Segundo o que foi debatido, uma das novidades do processo desse novo planejamento é que o Banco Interamericano de Desenvolvimento (BID) participará da construção do PNL 2050 com relação a questões socioambientais, em três etapas distintas relacionadas. A primeira consiste em um diagnóstico da infraestrutura já existente, com foco nos riscos socioambientais e climáticos. Em seguida, serão mapeados os possíveis riscos associados aos projetos futuros. Nessa análise, variáveis socioambientais poderão indicar a inviabilidade de certas iniciativas, que nem chegarão a compor a carteira de projetos. O BID também estará presente na concepção dos projetos, contribuindo para filtrar propostas e mitigar riscos identificados em carteiras de projetos escolhidas. A priorização considerará esses riscos, avaliando os impactos potenciais dos projetos selecionados.
“O PNL traz de uma maneira mais robusta o conceito de planejar de maneira intermodal corredores. E, com uma análise preditiva dos riscos, vai conseguir entender quais os desafios climáticos se aplicam àquele conjunto de iniciativas e quais os impactos sinérgicos e cumulativos da implementação daquelas infraestruturas, que também precisam ser considerados. Isso é um avanço”, afirmou Cloves Eduardo Benevides, subsecretário de sustentabilidade do Ministério de Transportes (MT). Benevides também reforçou a importância de conciliar projetos com modelos de desenvolvimento que vão ao encontro de metas ambientais estabelecidas, como o compromisso de desmatamento zero da Amazônia.
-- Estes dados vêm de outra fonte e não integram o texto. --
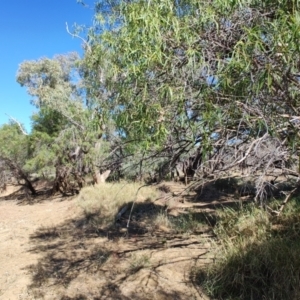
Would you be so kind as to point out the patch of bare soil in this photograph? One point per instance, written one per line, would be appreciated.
(50, 250)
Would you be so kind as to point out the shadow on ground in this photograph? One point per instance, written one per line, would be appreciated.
(81, 259)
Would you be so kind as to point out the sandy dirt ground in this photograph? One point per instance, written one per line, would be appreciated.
(48, 251)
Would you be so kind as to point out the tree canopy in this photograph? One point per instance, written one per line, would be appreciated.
(162, 80)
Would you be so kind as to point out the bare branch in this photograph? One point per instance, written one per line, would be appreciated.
(18, 123)
(79, 37)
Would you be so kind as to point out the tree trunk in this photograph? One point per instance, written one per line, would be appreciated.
(20, 174)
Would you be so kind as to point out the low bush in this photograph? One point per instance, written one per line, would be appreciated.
(257, 256)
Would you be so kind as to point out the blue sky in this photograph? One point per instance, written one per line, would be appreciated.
(30, 30)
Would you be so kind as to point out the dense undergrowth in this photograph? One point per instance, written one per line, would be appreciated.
(257, 255)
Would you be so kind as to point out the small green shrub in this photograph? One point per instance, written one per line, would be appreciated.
(257, 256)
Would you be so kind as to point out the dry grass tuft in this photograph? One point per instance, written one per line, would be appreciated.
(107, 200)
(257, 257)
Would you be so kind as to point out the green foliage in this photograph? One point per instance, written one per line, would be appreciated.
(14, 144)
(257, 255)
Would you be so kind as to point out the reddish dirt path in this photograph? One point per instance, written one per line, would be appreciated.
(17, 223)
(47, 252)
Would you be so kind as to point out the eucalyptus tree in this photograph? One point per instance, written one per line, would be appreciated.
(217, 73)
(14, 153)
(67, 131)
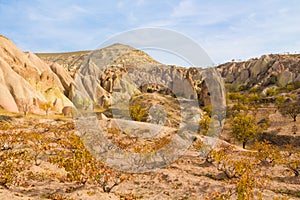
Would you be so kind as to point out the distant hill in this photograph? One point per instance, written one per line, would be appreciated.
(28, 79)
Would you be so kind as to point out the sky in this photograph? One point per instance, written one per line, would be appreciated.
(226, 30)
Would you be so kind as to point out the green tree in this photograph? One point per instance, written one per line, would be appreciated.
(244, 128)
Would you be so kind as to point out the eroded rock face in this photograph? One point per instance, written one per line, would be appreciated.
(26, 81)
(120, 70)
(276, 70)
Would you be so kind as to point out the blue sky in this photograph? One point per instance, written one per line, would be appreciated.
(226, 30)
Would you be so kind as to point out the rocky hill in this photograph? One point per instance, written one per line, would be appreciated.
(27, 82)
(273, 70)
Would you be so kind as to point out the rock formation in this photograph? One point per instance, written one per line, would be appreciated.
(26, 81)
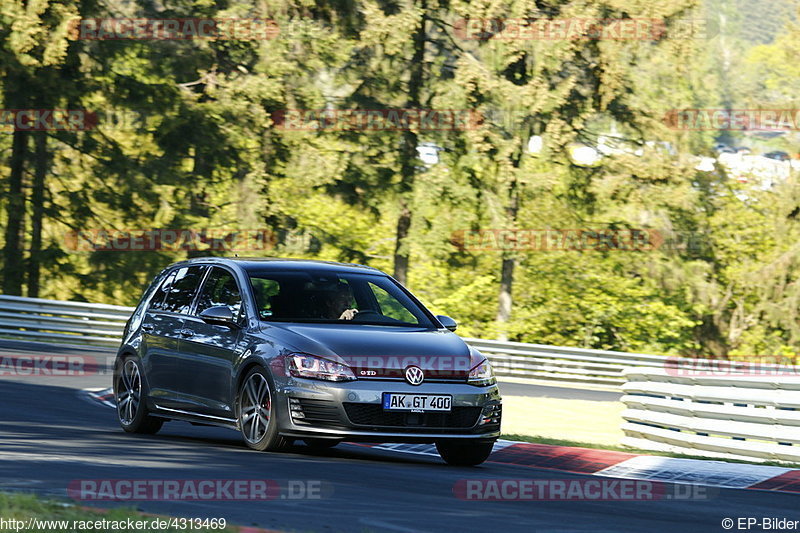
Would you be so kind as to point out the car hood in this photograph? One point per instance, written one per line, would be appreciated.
(380, 351)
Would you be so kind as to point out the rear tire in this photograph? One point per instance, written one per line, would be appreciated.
(464, 454)
(130, 391)
(256, 412)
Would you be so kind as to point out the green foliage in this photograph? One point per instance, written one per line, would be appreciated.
(200, 148)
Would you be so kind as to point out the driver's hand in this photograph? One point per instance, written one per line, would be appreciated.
(348, 314)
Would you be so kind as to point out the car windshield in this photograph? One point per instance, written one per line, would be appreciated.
(335, 297)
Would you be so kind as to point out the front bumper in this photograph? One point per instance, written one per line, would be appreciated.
(353, 411)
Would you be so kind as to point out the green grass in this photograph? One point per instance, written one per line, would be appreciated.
(576, 420)
(24, 507)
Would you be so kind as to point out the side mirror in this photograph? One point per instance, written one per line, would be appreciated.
(220, 315)
(447, 322)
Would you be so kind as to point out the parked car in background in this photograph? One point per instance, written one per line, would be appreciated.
(777, 155)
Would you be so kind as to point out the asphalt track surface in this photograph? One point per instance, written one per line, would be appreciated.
(51, 436)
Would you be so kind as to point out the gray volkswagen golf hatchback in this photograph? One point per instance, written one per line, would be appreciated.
(283, 350)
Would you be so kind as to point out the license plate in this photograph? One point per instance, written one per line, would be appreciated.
(418, 403)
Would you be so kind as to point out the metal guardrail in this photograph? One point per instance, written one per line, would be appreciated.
(577, 365)
(734, 416)
(58, 321)
(100, 324)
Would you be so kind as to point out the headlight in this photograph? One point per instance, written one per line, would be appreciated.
(482, 374)
(301, 365)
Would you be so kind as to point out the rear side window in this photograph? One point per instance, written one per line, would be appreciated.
(179, 289)
(220, 288)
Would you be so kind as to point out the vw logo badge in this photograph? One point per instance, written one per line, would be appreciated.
(414, 375)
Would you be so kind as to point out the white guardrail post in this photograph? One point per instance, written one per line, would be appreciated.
(696, 408)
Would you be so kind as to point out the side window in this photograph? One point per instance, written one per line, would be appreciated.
(391, 307)
(157, 301)
(266, 292)
(182, 289)
(220, 288)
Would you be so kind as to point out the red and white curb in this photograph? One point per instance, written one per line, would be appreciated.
(606, 463)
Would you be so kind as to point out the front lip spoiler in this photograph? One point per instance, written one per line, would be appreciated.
(370, 436)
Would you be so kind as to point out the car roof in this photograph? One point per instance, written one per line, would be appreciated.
(275, 264)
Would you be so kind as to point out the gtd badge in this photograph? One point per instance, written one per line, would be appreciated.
(414, 375)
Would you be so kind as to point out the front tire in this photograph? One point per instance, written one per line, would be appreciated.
(130, 391)
(464, 454)
(257, 413)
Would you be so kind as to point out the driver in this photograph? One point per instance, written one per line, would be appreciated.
(338, 304)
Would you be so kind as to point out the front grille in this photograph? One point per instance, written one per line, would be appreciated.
(317, 412)
(372, 414)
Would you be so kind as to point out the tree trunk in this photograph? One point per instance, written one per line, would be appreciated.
(13, 267)
(505, 300)
(408, 151)
(37, 203)
(401, 254)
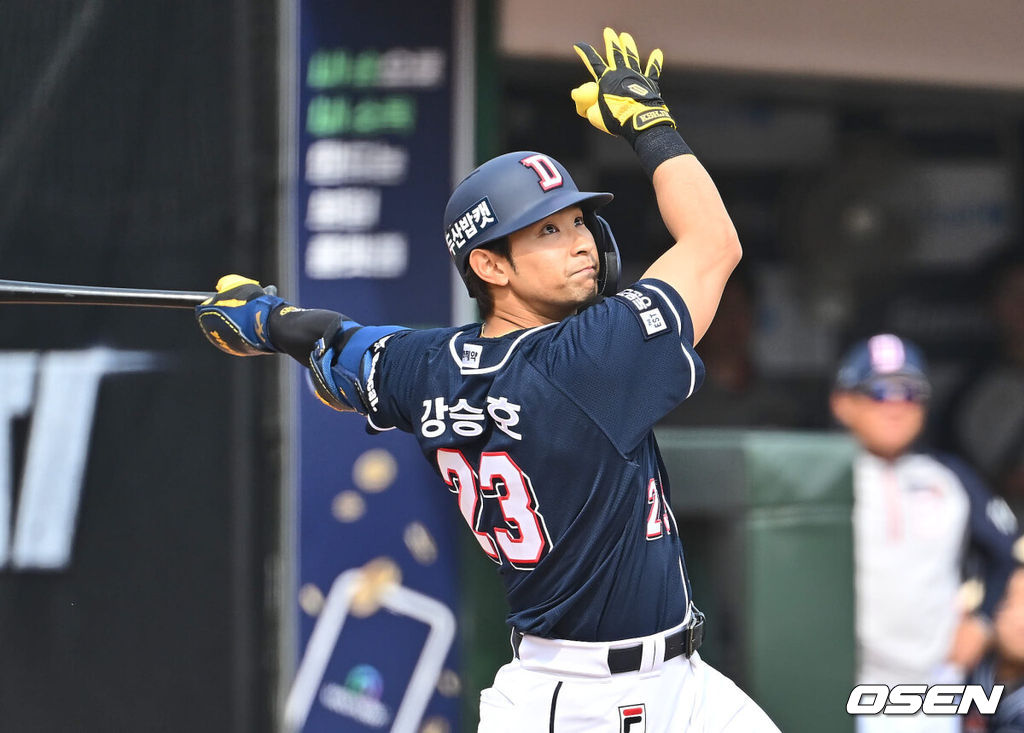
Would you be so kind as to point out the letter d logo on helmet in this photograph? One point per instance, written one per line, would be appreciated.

Sobre a matriz origem-destino e o PNL
A discussão regional sobre a matriz origem-destino de cargas faz parte da construção do Plano Nacional de Logística 2050 (PNL 2050). A matriz origem-destino de cargas é uma ferramenta que mostra a quantidade de produtos que circulam entre diferentes pontos da região em um determinado período, e entre a região e o restante do país. Dessa maneira, esses encontros buscam identificar as reais necessidades logísticas de cargas das diferentes regiões do país.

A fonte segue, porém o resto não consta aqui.